Après avoir tracé le cadre d’une éducation qui soit sensible à la beauté, plus mature en matière de respect de l’environnement, mais aussi dans l’attention au prochain et dans la participation aux « idéaux » partagés. Parlant enfin de l’éducation au dialogue et à la construction de la fraternité et d’un appel « à rechercher les conditions nécessaires pour un nouvel humanisme qui sache reconstruire un esprit de fraternité entre les personnes et entre les peuples », le Secrétaire d’Etat a conclu en encourageant et en louant les initiatives de l’UNESCO qui célèbre l’anniversaire de sa fondation alors que « beaucoup entrevoient les signes d’une transition d’époque. Comme cela est déjà arrivé dans l’histoire de l’humanité, de telles périodes sont denses d’instabilité et cause de désorientation.
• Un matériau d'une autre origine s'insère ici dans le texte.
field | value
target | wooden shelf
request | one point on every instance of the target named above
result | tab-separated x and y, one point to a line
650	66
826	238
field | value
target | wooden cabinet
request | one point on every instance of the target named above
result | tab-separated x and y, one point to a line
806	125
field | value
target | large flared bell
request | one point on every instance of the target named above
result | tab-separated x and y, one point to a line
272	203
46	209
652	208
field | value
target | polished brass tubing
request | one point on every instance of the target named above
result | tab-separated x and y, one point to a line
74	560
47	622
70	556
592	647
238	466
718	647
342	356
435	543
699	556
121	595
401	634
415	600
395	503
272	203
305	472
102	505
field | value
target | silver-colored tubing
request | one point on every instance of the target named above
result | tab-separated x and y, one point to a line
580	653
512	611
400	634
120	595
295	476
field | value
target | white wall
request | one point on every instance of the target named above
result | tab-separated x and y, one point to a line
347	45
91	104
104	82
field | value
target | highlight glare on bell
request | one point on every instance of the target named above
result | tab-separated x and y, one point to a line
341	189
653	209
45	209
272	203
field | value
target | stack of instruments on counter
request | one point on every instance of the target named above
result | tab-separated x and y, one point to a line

Face à l’intensification de sentiments d’opposition et de haine, il paraît donc nécessaire de repartir du partage du beau et de la louange de la création, en valorisant l’apport que chacun peut offrir et en proposant un rapprochement humble et patient entre les individus, les communautés et les peuples. A la base de cette responsabilité commune il y a, comme l’avait affirmé ici même Jean-Paul II, une dimension fondamentale, capable de bouleverser jusque dans leurs fondements les systèmes qui structurent l’ensemble de l’humanité et de libérer l’existence humaine, individuelle et collective, des menaces qui pèsent sur elle. Cette dimension fondamentale, c’est l’homme, l’homme dans son intégralité, l’homme qui vit en même temps dans la sphère des valeurs matérielles et dans celle des valeurs spirituelles. Le respect des droits inaliénables de la personne humaine est à la base de tout ».
Rencontre avec François Hollande et Manuel Valls
Profitant de sa présence à Paris, le Secrétaire d’Etat du Saint-Siège a rencontré François Hollande et Manuel Valls. Ensemble, ils ont évoqué les sujets du Moyen-Orient et du changement climatique en vue de la grande conférence mondiale sur le climat, COP21 qui doit se tenir en décembre prochain dans la capitale française. Deux sujets sur lesquels la France et le Saint-Siège affichent des convergences de vue.
A propos de l’encyclique très attendue du Pape François sur l’écologie, le Secrétaire d’Etat a souligné qu’elle arrivait à un moment opportun où la communauté internationale a une conscience profonde du problème mais cherche des solutions concrètes pour le gérer. Le Saint-Siège plaide en faveur d’un changement de style de vie et de modèle de développement. La France, de son côté, mise beaucoup sur une mobilisation des leaders religieux sur le climat. Concernant les chrétiens d’Orient, le cardinal Parolin a salué l’action de la France.
« Par son rôle et son histoire », a-t-il dit, « la France doit vraiment prendre à cœur le problème des minorités et assurer aux chrétiens d’Orient le droit de rester chez eux dans le respect de leur sécurité ». Les destructions par l’organisation de l’Etat islamique du patrimoine millénaire de la Syrie et de l’Irak sont, selon le Secrétaire d’Etat, des actions dramatiques qui expriment le refus de ce que nous sommes, de notre histoire et de notre culture et, c’est le plus triste, au nom de la religion.